3.12 GB Database - Is this amount of data beyond what Access can handle?

mtairhead

Registered User.
Local time
Today, 08:58
Joined
Oct 17, 2003
Messages
138
I have several CSV text files that add up to 3.12 GB. I Would like all of this data to be placed within MS Access. My plan would be to import each text file as a table and then design a union query.

I know that Access is a superb program, but am I stretching MSFT's limits, here? 3.12 GB is a lot of data. Each record contains what would be a memo field with potentially unlimited data within.

The only reason I ask this question, is that I'm having trouble getting Access to even import one of these files. (On average, they're about 65 MB each) I realize that it's likely more of a hardware/system resource issue, but how is Access going to handle all of this data, even IF I can get it to import somehow?

I guess the questions I need answered are:

Am I beyond Access's abilities?
If so, what database program can I use instead?
If not, how do I import 3.12 GB of data into Access?
Will you pray for me and the stability of my computer?

Thanks,

Andrew
 
mtairhead said:
I know that Access is a superb program,
Yup
but am I stretching MSFT's limits,
Yup
Am I beyond Access's abilities?
Yup
what database program can I use instead?
SQL Server ?
how do I import 3.12 GB of data into Access?
You Don't
Will you pray for me and the stability of my computer?
Are you kidding

Okay now the serious bit

Limit on Access I think is 1 Gb table and 2 Gb overall

If only a few files why not use a text management file as a vehicle to patch the files together

Think in Unix there is a command to combine files.

Need some experts here to solve the problem cos I do not think Access is going to be your salvation

Len B
 
If no single table is larger than 2 gig (actually somewhat less because of overhead), you can use separate db's to hold each table. Then use a front end db to link to the several back end db's. Memo fields are limited to 64K so if your memo fields potentially contain more characters, the excess data will be truncated. No one could make use of a recordset containing millions of rows so I would never union multiple large recordsets. Create queries that summarize or extract what you need from each large table and then union the smaller select queries.
 
Pat: You're solution sparked another idea-
Is there any reason why I cannot just link the textfiles to the database, each as a separate table? This would not increase the size of the database by anymore than a few 100 KB per textfile. What are the drawbacks?

Len (Or anyone else for that matter): Can you advise on some resources concerning SQL server? While I have very little experience with SQL (Aside from various queries within Access), I'm willing to learn. I will eventually be forced to begin using SQL server. The sooner I tackle that the better.

Andrew
 
I suggest you need to rethink what you are attempting to do to make sure you get what your intend.

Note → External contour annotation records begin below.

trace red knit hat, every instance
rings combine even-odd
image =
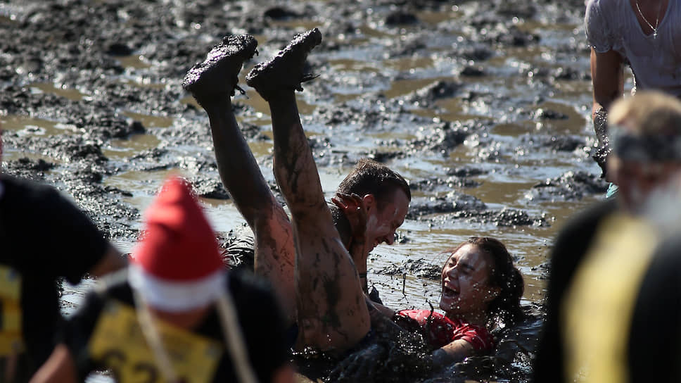
[[[212,302],[224,289],[215,235],[186,182],[169,178],[146,213],[133,251],[130,284],[152,306],[182,311]]]

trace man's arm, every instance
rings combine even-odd
[[[433,363],[435,365],[444,366],[460,362],[475,352],[472,344],[464,339],[459,339],[433,351]]]

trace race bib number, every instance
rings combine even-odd
[[[21,334],[21,275],[0,265],[0,356],[23,351]]]
[[[175,375],[186,383],[212,380],[222,354],[221,344],[155,320]],[[110,369],[116,381],[165,382],[146,343],[134,310],[117,301],[107,303],[89,344],[92,358]]]

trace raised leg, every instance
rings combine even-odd
[[[291,323],[295,320],[293,227],[276,201],[232,111],[237,75],[257,43],[228,36],[185,76],[183,87],[208,114],[217,169],[225,188],[255,235],[255,272],[269,280]]]
[[[369,311],[352,260],[331,219],[300,123],[294,90],[310,51],[322,41],[312,30],[295,37],[246,77],[269,103],[274,175],[288,204],[296,250],[298,346],[342,352],[370,329]]]

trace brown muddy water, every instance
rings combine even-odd
[[[369,258],[383,302],[437,306],[432,270],[443,252],[484,235],[507,244],[523,302],[538,306],[557,230],[604,190],[589,157],[583,12],[577,0],[0,2],[4,171],[54,184],[126,253],[141,212],[179,172],[208,196],[227,238],[244,220],[219,184],[208,119],[182,89],[184,73],[222,35],[255,36],[260,55],[241,74],[247,94],[234,101],[274,184],[269,110],[243,79],[317,27],[324,40],[309,61],[319,77],[298,100],[327,196],[364,156],[412,185],[397,243]],[[65,312],[91,284],[66,287]]]

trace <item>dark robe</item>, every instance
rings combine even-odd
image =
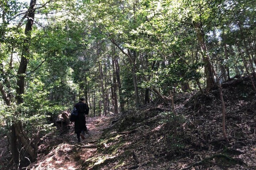
[[[89,107],[87,104],[81,101],[76,104],[75,107],[78,111],[77,116],[75,121],[75,133],[80,133],[82,131],[86,131],[85,115],[88,114]]]

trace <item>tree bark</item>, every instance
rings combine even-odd
[[[115,56],[115,54],[114,54],[114,56]],[[114,100],[114,113],[117,114],[118,113],[118,103],[117,100],[117,75],[116,74],[115,68],[114,57],[112,57],[112,69],[113,72],[113,97]]]
[[[133,62],[131,63],[132,67],[132,74],[133,76],[133,86],[134,88],[134,92],[135,95],[135,103],[136,107],[139,107],[139,90],[138,88],[137,84],[137,76],[136,75],[136,67],[133,63],[135,63],[136,58],[136,52],[135,51],[133,51],[133,55],[132,59]]]
[[[204,73],[206,78],[206,91],[207,92],[215,84],[213,71],[210,62],[210,58],[205,44],[202,26],[200,23],[194,23],[194,26],[197,32],[197,40],[201,47],[203,61],[204,65]]]
[[[23,102],[22,95],[24,94],[25,89],[25,75],[26,73],[29,56],[29,45],[34,18],[35,16],[36,0],[31,0],[27,14],[27,22],[26,25],[25,34],[26,37],[24,40],[23,49],[21,53],[21,57],[20,66],[17,73],[18,79],[17,88],[16,90],[16,99],[18,104]],[[29,140],[23,131],[22,124],[19,122],[14,123],[12,125],[11,135],[11,155],[14,162],[18,163],[19,154],[18,147],[18,144],[17,139],[18,138],[21,142],[25,151],[31,156],[32,161],[35,160],[37,157],[36,150],[30,144]]]
[[[102,69],[100,61],[98,61],[99,66],[99,70],[100,72],[100,76],[101,78],[101,95],[102,95],[102,100],[103,103],[103,113],[104,115],[107,115],[107,105],[106,104],[106,98],[105,97],[105,88],[103,82],[103,75],[102,72]]]
[[[120,69],[117,56],[115,55],[114,57],[115,67],[116,69],[116,75],[117,76],[117,82],[119,93],[120,110],[120,111],[122,112],[124,110],[124,101],[122,91],[122,89],[121,89],[122,86],[120,78]]]
[[[115,44],[117,47],[120,50],[121,50],[121,52],[122,52],[122,53],[126,55],[127,56],[128,58],[129,59],[129,60],[130,61],[130,63],[132,63],[133,65],[136,69],[136,70],[134,71],[136,71],[136,72],[138,71],[139,69],[137,68],[137,66],[135,64],[135,63],[133,61],[132,59],[132,57],[131,57],[130,55],[128,53],[126,52],[123,50],[123,49],[122,48],[120,47],[120,45],[119,45],[116,42],[115,40],[112,38],[109,37],[111,41],[111,42]],[[146,76],[142,76],[142,78],[145,81],[148,82],[149,82],[149,79],[148,77],[147,77]],[[155,92],[156,95],[157,95],[158,97],[159,97],[159,98],[164,103],[165,103],[165,104],[167,104],[167,105],[168,104],[168,100],[167,98],[165,96],[164,96],[159,91],[159,90],[158,90],[157,89],[155,88],[152,88],[152,89],[154,91],[154,92]]]

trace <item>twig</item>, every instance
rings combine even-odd
[[[182,168],[181,169],[180,169],[180,170],[184,170],[185,169],[188,169],[190,168],[192,166],[195,166],[196,165],[198,165],[202,162],[206,161],[208,161],[210,159],[212,159],[214,157],[225,157],[227,159],[228,159],[229,160],[236,160],[238,162],[239,162],[240,163],[244,163],[241,160],[239,159],[234,159],[230,156],[229,156],[228,155],[223,155],[222,154],[215,154],[213,155],[212,156],[210,156],[210,157],[208,157],[207,158],[205,158],[204,159],[202,159],[202,160],[200,161],[198,161],[198,162],[196,162],[192,163],[192,164],[190,165],[189,166],[188,166],[186,167],[185,167],[185,168]]]

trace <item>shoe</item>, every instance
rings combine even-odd
[[[82,133],[84,136],[85,136],[85,131],[81,131],[81,133]]]
[[[80,134],[80,136],[81,137],[81,138],[82,138],[82,139],[83,140],[85,138],[85,136],[83,134],[82,134],[82,133]]]

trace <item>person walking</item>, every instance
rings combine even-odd
[[[75,107],[77,110],[78,113],[75,121],[75,133],[76,134],[78,142],[81,142],[80,136],[83,139],[85,138],[85,131],[87,129],[85,125],[85,115],[88,115],[89,107],[88,104],[85,103],[85,98],[80,99],[79,102],[75,104]]]

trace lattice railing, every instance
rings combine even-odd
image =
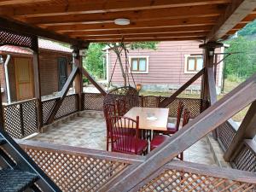
[[[4,130],[14,138],[21,138],[35,132],[38,127],[36,99],[3,107]]]
[[[235,127],[234,122],[232,122],[232,119],[226,121],[219,125],[216,131],[217,139],[221,148],[224,151],[226,151],[236,133],[236,127]]]
[[[161,97],[165,99],[166,97]],[[104,96],[100,93],[84,93],[84,110],[103,110],[103,100]],[[141,96],[139,97],[139,101]],[[185,108],[187,108],[191,112],[191,117],[195,118],[202,112],[202,106],[204,104],[201,99],[194,98],[177,98],[173,102],[168,105],[169,108],[169,116],[176,117],[178,102],[182,101],[184,103]],[[138,102],[139,105],[141,102]]]
[[[256,172],[256,143],[253,139],[246,139],[238,151],[231,160],[232,166]]]
[[[238,170],[172,160],[137,188],[141,192],[255,191],[256,176]]]
[[[46,123],[52,108],[58,98],[48,99],[43,101],[43,121]],[[73,113],[78,111],[78,94],[67,96],[64,98],[56,115],[55,119]]]
[[[22,148],[62,191],[97,191],[143,157],[32,141]]]

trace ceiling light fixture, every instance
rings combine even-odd
[[[119,26],[127,26],[130,24],[130,20],[129,19],[116,19],[113,20],[114,24],[119,25]]]

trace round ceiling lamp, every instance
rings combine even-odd
[[[130,24],[130,20],[129,19],[116,19],[113,20],[114,24],[119,25],[119,26],[127,26]]]

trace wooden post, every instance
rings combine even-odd
[[[245,118],[243,119],[236,134],[232,139],[229,148],[224,154],[224,160],[230,161],[233,154],[241,144],[244,139],[253,139],[256,135],[256,101],[254,101]]]
[[[79,71],[78,72],[75,79],[74,79],[74,89],[75,93],[78,94],[78,110],[82,110],[83,106],[83,74],[82,71],[80,70],[83,66],[83,57],[79,55],[79,49],[76,47],[74,47],[74,52],[73,52],[73,61],[74,61],[74,66],[79,67]]]
[[[38,38],[33,37],[33,72],[34,72],[34,86],[35,97],[38,100],[38,129],[43,126],[43,104],[41,99],[41,81],[40,81],[40,67],[39,67],[39,49]]]

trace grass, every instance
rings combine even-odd
[[[224,93],[218,96],[218,100],[221,99],[224,95],[231,91],[235,87],[238,86],[241,84],[241,82],[233,82],[230,81],[229,79],[225,79],[224,82]],[[155,91],[140,91],[141,96],[172,96],[173,92],[168,91],[168,92],[155,92]],[[188,94],[184,91],[181,93],[178,97],[186,97],[186,98],[200,98],[200,94]],[[232,119],[235,121],[241,122],[242,121],[243,118],[245,117],[247,110],[249,108],[249,106],[235,114]]]

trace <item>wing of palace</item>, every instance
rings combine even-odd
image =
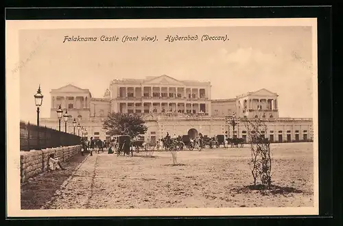
[[[88,89],[67,85],[51,90],[50,118],[41,125],[56,129],[56,110],[60,105],[72,121],[86,129],[86,136],[104,140],[108,137],[102,122],[109,112],[139,113],[148,127],[143,135],[150,140],[169,134],[182,136],[195,129],[208,136],[233,134],[230,118],[235,114],[237,125],[235,134],[246,138],[247,129],[239,118],[261,116],[268,125],[272,141],[294,142],[313,140],[312,118],[279,116],[278,95],[266,89],[248,92],[228,99],[212,99],[210,82],[177,80],[168,75],[145,79],[113,80],[103,98],[92,97]],[[143,136],[143,135],[142,135]]]

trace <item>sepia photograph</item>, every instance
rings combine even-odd
[[[9,216],[318,214],[316,19],[8,21],[6,49]]]

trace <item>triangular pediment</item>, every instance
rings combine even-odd
[[[171,85],[171,86],[184,86],[182,81],[180,81],[168,75],[161,75],[157,77],[147,80],[144,82],[147,85]]]
[[[251,92],[249,94],[249,95],[275,97],[277,96],[277,94],[270,92],[267,89],[263,88],[256,92]]]
[[[64,86],[63,87],[51,90],[51,92],[84,92],[88,93],[89,90],[87,89],[82,89],[71,84]]]

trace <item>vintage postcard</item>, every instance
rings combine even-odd
[[[316,23],[7,21],[8,216],[318,214]]]

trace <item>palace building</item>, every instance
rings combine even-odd
[[[108,138],[102,123],[109,112],[142,114],[148,130],[142,136],[156,140],[169,135],[208,136],[220,134],[247,137],[247,129],[239,118],[262,117],[268,126],[265,136],[272,142],[313,140],[312,118],[279,116],[278,95],[266,89],[250,92],[228,99],[212,99],[209,82],[177,80],[163,75],[145,79],[115,79],[103,98],[93,97],[88,89],[67,85],[50,92],[50,118],[41,125],[58,129],[56,110],[67,110],[67,132],[73,133],[76,119],[86,129],[84,136]],[[235,114],[235,133],[230,121]],[[61,130],[64,123],[61,119]],[[82,136],[75,128],[75,134]]]

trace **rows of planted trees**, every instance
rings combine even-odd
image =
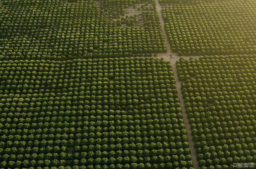
[[[0,167],[192,168],[177,93],[153,58],[1,61]]]
[[[256,53],[255,2],[202,1],[162,8],[172,50],[180,56]]]
[[[112,14],[94,0],[2,0],[0,60],[123,57],[166,51],[154,4],[142,12],[139,27],[133,26],[136,16]],[[120,26],[125,24],[129,27]]]
[[[256,55],[181,57],[176,65],[202,168],[256,161]]]

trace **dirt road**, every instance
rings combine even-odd
[[[179,56],[177,55],[177,53],[174,53],[172,52],[168,40],[168,37],[167,34],[164,29],[164,23],[163,18],[162,12],[161,11],[161,7],[159,4],[158,0],[156,0],[156,8],[158,12],[158,15],[159,15],[159,19],[161,24],[161,27],[162,28],[162,31],[164,33],[164,35],[165,40],[165,43],[167,47],[167,52],[166,53],[163,53],[158,54],[158,57],[163,57],[164,60],[166,61],[170,61],[172,64],[172,69],[173,73],[174,73],[174,79],[176,82],[176,88],[178,91],[178,97],[180,101],[181,107],[182,110],[182,116],[183,117],[183,119],[184,120],[184,122],[185,123],[185,126],[186,130],[187,132],[187,136],[188,138],[188,142],[189,143],[189,148],[191,150],[191,157],[192,160],[193,160],[194,165],[194,168],[195,169],[200,168],[200,167],[198,164],[198,160],[197,158],[197,154],[196,150],[194,146],[194,143],[192,139],[192,135],[191,134],[191,129],[190,128],[190,125],[189,122],[189,119],[187,117],[187,115],[186,113],[186,109],[185,108],[185,103],[184,100],[182,97],[182,93],[181,91],[181,84],[182,83],[179,80],[178,77],[178,74],[177,71],[177,68],[176,67],[176,61],[178,60],[179,58]],[[170,59],[170,55],[172,54],[172,59]],[[192,57],[195,59],[198,59],[199,58],[199,56],[189,56],[187,57],[187,58]],[[184,57],[184,59],[186,58],[186,57]]]

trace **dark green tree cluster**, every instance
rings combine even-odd
[[[256,54],[255,4],[201,1],[162,8],[172,50],[179,56]]]
[[[150,3],[155,7],[155,1],[154,0],[102,0],[100,1],[100,8],[105,11],[108,11],[110,14],[114,17],[125,15],[125,9],[129,7],[137,7],[137,5],[144,4],[141,8],[148,7],[148,3]]]
[[[256,55],[181,57],[176,65],[202,168],[256,161]]]
[[[155,5],[143,12],[141,27],[132,26],[135,21],[128,17],[125,22],[132,26],[121,27],[94,0],[1,4],[1,60],[121,57],[166,51]]]
[[[0,168],[192,168],[177,93],[152,58],[0,61]]]

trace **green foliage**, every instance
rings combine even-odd
[[[160,1],[180,2],[162,9],[171,48],[179,56],[256,54],[255,0]]]
[[[177,93],[153,58],[0,61],[1,167],[189,168]]]
[[[202,168],[253,161],[255,63],[255,55],[205,56],[177,62],[179,79],[189,77],[181,89]]]
[[[141,12],[138,26],[137,16],[124,16],[127,1],[101,1],[109,10],[105,12],[94,0],[76,1],[2,0],[0,60],[125,57],[166,50],[155,5]]]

You could use OLE within the database to provide the link to your text files.

You say you have several that add up to 3.12 Gb. How many is several ?.

What would you actually achieve through this linking ?.
Does this actual achieve what your objective ?
The Files remain "unsearcheable" !!


Len
 
The best way to explain what I'm doing is an online encyclopedia...But not as nice. (Yet)

By using MS Access, Google, and a lot of my time, I have compiled a list of educational URLs. Basically, for almost every word in the English language, there are an average of 5-7 ".edu" addresses that relate in subject to that word.

These pages have been downloaded by my computer in comma-separated format to be implemented into my database. Once implemented, the database will search each record (So it will search each page) and sort out what URLs relate to what words. The idea being that some pages may relate to more than one English word. The end result will be like an encyclopedia, with less reliable information.

So...Right now I have 60 .txt files, averaging about 60MB full of data concerning individual web pages. These need to be searched and sorted. Because I know how to use Access, I thought that would be the best step…But I’m opened to any suggestions.
 
Okay

Now a memo field is limited to 64K
Memo fields are not searchable to the best of my knowledge

So hopw are you going to handle this situation.

Best advice I can offer is a table

Word URL
fred url1.edu
fred url2.edu
etc etc.edu

This then gives a list of words with applicable URL's and is searchable


Its lots of records

but the field sizes are small and so maybe you get within 2Gb's

How many words ?
times say 8 gives number of records

I am struggling with this one cos methinks this is not difficult but is large and Access may not be able to handle purel;y because of file size

Len
 
I am struggling with this one cos methinks this is not difficult but is large and Access may not be able to handle purel;y because of file size

Exactly - This problem isn't difficult at all...I know how to do all of this - Even a workaround, duct-tape technique to search a memo field....But I can't do any of it if Access is limiting me.

I'll let you know how your solution works out for me. I'm envisioning success...That's what basketball players do, right? Does that work with computers? :)

Thanks,

Andrew
 
Just bear in mind

Pessimists are never disappointed (as my wife tells me) but being an optimist myself I am frequently disappointed

Good Luck

Len B
 
Ok - Oops. Failed to mention one big problem...This might be the end of my project.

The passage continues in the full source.